The stacks from the Gavin coal power plant in Cheshire, Ohio. Photo: Benjamin Lowy via Getty Images
U.S. coal mines are on the decline: The Energy Information Administration is reporting that the number of active coal mines has fallen to 671 nationwide, from 1,435 in 2008.
The big picture: It's increasingly clear that the market has chosen natural gas over coal as a more affordable, more efficient power source. During the past decade, the primary factor driving the closure of 764 U.S. coal mines — most of them underground — was simply a steady decline in demand.
Details: Coal consumption, 82% of which stems from electricity generation in coal-fired power plants, has fallen to its lowest point in four decades. Spurring on the decline is a nationwide retreat by power providers from coal-fired electricity generation, which fell by a near-record 14.3 gigawatts last year.
- While the coal industry has claimed that regulation is a major driver of coal’s decline, official projections show that U.S. coal production is now expected to fall at a greater rate than it would have under the Obama administration’s Clean Power Plan.
Be smart: The Trump administration's failed attempt to block the closure of the remaining coal-fired unit in the Tennessee Valley Authority’s (TVA) Paradise Fossil Plant made little economic sense. After shutting down two other coal-fired units in the Paradise location in 2017 and replacing them with more efficient gas power generators, the TVA officially voted to close the third on Thursday.

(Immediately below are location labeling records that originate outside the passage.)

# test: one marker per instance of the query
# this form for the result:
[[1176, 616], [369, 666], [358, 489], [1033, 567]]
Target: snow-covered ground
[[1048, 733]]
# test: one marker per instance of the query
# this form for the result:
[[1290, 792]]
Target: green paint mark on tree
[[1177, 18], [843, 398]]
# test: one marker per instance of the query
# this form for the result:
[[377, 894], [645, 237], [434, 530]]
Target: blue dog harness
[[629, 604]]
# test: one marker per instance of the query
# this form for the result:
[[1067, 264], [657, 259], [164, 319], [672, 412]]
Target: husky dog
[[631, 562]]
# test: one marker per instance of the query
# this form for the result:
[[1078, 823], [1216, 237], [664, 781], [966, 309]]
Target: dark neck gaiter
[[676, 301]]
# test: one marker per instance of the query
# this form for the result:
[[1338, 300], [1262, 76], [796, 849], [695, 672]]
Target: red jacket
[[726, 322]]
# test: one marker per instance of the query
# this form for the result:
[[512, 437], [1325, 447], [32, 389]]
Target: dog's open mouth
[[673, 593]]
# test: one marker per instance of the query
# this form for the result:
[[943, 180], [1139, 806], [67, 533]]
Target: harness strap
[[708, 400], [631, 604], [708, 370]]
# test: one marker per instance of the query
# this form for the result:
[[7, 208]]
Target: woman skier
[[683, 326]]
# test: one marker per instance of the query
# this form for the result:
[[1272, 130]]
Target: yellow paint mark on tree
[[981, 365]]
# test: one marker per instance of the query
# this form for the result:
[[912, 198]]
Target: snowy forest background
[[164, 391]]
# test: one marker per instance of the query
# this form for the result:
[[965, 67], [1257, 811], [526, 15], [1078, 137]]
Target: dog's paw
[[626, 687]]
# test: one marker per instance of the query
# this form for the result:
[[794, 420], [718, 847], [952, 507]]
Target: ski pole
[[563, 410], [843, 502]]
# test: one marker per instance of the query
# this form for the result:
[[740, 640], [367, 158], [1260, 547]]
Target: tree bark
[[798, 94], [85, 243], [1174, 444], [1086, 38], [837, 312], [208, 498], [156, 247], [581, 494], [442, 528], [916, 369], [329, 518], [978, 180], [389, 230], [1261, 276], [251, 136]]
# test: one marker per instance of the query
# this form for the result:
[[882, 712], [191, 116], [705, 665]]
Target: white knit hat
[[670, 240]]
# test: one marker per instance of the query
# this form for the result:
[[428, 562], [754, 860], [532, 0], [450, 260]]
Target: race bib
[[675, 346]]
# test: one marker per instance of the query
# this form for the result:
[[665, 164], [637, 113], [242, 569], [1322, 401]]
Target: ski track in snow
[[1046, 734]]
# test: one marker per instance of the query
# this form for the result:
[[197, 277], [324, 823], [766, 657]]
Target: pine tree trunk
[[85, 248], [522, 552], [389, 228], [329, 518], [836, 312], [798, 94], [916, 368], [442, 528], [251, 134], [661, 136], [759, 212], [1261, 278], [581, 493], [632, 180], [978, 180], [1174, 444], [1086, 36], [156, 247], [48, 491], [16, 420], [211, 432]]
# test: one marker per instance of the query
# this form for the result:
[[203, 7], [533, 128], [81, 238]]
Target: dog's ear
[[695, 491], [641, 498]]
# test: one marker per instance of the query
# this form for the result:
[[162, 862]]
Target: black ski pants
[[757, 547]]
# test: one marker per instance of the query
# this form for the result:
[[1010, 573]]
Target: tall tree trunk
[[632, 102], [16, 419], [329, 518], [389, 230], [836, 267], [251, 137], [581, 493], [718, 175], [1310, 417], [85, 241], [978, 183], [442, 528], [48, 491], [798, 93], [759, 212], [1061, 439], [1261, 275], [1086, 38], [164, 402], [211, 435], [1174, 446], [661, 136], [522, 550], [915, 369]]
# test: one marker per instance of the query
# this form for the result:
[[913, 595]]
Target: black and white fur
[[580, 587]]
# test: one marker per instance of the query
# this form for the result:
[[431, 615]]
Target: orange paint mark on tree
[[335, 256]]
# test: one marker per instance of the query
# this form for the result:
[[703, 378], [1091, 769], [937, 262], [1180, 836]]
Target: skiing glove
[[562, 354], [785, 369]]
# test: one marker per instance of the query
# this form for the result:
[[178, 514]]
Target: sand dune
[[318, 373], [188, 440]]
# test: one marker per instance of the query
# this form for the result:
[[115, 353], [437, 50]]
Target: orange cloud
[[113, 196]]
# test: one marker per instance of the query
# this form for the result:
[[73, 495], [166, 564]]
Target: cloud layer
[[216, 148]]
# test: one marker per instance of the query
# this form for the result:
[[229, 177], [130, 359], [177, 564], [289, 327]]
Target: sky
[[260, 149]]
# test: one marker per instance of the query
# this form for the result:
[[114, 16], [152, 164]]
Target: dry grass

This is a trend grounded in the need for efficiency and lower operations and maintenance costs associated with coal units.
What to watch: Now at just 691 million tons, U.S. coal consumption is expected to continue declining, down from 29% to 2% of total electricity production by 2035. This generating capacity will be replaced mostly by less expensive natural gas power plants, whose share is expected to rise from 30% to 37% over the same time period.
The bottom line: With electricity power providers seeking cleaner, more cost-competitive options and the shale revolution unlocking new natural gas reserves, the market — if left alone — will continue to replace coal with natural gas as the dominant fuel source for U.S. electricity.
Richard D. Kauzlarich is a former U.S. ambassador and the co-director of the Center for Energy Science and Policy at George Mason University.